The narrator values compassion above all in Generals Die in Bed. He repeatedly expresses this value through his generous help of others throughout the novel. When the soldiers first reach the trenches, Fry has trouble keeping up with the group and the narrator and Brown “fish” him out of a water-filled hole (15). The narrator later crawls “with great effort” over to Fry while they are under attack because Fry is “half covered with earth and debris” and begins to dig him out despite his fear (25). Later on during the raid on the German lines he is the only raider to return with prisoners. He also asks his Colonel that the prisoners “be treated nicely”, which is ironic as he recently killed one prisoners brother (122). Next the narrator finds himself metaphorically “attached” to a new recruit after his leave (179). Before the Canadian attack on the German lines he feel[s] sorry” for the recruit and asks the recruit to “stay with [him]” for the duration of the attack (183).
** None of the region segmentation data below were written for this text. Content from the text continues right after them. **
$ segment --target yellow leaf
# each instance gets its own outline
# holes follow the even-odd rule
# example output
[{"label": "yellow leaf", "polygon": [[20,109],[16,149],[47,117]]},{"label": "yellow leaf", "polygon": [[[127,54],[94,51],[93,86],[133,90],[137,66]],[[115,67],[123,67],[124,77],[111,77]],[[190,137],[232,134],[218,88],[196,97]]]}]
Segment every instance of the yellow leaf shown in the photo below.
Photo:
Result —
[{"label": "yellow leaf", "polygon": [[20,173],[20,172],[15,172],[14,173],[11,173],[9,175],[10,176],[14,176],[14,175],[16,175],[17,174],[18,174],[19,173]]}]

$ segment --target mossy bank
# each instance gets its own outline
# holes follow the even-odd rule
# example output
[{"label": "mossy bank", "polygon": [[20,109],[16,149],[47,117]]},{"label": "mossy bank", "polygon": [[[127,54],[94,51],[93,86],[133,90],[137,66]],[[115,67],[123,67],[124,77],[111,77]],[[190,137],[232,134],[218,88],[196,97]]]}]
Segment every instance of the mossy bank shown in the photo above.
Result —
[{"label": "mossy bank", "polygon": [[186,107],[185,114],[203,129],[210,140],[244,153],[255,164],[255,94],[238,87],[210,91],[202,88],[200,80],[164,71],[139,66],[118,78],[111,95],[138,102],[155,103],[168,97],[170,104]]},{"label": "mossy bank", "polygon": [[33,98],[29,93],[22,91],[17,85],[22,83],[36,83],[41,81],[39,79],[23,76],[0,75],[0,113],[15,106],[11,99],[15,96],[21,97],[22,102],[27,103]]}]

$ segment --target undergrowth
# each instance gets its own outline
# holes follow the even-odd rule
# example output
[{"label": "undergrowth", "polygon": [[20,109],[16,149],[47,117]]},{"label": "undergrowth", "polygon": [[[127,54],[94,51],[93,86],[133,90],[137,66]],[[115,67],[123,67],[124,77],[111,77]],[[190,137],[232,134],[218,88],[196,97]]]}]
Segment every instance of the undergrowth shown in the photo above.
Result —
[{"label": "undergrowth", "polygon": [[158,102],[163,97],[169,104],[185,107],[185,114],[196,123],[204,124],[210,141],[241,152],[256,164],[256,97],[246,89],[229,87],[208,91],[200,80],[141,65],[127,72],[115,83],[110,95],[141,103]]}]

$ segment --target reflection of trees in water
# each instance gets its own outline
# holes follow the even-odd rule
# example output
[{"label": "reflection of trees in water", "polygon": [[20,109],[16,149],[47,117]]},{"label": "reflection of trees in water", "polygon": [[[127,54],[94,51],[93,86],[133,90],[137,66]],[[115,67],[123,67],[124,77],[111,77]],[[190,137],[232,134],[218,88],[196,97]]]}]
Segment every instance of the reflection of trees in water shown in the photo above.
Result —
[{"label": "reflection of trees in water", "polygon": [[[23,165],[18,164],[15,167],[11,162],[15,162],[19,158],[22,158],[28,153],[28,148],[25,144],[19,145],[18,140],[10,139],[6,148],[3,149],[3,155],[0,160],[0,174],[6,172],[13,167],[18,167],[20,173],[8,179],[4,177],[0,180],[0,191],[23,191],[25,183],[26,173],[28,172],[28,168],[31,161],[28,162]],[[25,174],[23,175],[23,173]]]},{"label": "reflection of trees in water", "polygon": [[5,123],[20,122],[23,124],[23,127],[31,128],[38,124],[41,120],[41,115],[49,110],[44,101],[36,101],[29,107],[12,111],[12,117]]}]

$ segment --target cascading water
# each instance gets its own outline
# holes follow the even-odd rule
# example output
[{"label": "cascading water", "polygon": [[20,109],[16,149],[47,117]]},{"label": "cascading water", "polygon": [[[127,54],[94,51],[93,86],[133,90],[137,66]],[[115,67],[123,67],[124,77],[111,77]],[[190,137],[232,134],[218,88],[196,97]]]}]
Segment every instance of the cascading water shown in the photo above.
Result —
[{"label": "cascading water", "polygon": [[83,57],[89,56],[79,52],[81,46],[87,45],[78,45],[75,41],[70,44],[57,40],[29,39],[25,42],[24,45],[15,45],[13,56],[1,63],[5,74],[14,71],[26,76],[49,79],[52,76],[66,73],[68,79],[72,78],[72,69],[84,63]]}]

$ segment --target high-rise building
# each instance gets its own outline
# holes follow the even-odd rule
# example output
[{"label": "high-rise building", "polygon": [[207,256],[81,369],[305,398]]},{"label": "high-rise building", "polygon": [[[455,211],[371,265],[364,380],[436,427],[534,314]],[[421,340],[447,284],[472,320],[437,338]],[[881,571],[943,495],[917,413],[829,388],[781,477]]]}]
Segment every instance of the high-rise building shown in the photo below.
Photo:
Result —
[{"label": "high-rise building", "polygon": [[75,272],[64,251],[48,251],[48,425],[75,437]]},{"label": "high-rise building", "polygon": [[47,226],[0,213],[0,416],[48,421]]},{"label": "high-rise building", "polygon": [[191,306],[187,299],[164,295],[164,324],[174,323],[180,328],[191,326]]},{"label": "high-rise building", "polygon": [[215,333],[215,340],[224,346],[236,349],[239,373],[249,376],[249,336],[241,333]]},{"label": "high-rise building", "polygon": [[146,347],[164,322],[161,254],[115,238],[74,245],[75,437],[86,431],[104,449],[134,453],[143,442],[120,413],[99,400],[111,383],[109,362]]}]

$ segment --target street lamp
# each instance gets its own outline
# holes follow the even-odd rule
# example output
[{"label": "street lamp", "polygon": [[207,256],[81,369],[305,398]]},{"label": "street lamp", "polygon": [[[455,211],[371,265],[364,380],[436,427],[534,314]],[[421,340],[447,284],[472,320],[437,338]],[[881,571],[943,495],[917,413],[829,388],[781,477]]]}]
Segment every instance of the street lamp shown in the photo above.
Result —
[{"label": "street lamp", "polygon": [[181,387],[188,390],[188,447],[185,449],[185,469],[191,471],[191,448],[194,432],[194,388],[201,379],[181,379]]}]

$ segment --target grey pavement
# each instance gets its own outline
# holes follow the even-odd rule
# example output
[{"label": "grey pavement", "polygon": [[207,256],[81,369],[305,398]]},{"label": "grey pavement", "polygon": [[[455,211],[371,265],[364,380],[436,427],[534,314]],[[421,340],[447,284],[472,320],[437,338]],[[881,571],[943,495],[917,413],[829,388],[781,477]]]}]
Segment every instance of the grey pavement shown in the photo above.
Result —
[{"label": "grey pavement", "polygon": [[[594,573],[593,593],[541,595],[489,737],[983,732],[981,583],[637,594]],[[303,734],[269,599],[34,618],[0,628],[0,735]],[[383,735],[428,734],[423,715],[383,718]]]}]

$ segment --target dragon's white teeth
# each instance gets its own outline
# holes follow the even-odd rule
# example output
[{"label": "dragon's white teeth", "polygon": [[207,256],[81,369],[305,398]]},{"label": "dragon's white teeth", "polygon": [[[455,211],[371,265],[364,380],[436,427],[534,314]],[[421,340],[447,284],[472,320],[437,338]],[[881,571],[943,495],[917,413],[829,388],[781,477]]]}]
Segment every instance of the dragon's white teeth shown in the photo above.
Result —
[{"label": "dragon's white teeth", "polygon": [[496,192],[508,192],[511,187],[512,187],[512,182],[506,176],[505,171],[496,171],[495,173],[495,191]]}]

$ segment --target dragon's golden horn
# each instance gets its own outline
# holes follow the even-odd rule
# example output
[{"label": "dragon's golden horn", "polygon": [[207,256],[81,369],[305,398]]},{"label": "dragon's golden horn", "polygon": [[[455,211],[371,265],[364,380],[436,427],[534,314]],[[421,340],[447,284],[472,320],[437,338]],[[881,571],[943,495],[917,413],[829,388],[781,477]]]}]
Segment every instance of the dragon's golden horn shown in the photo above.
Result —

The narrator does not always follow his values during the novel. During a retreat he leaves Fry wounded on the battlefield, even though Fry screams Dont leave me here alone (201). The narrator also takes part in avenging the Llandovery Castle; he helps kill unarmed Germans at Amiens (255). Despite this, in the end of the novel the narrator embraces his values once again. When he is wounded on the battlefield he does not “forsake” Broadbent, who is mortally wounded, and “reassure[s]” him (263).
The narrator of Generals Die in Bed imparts his values upon the reader throughout the novel. Despite brief respites from these values, he manages to hold true to his value of learning, life, and commiseration in the end.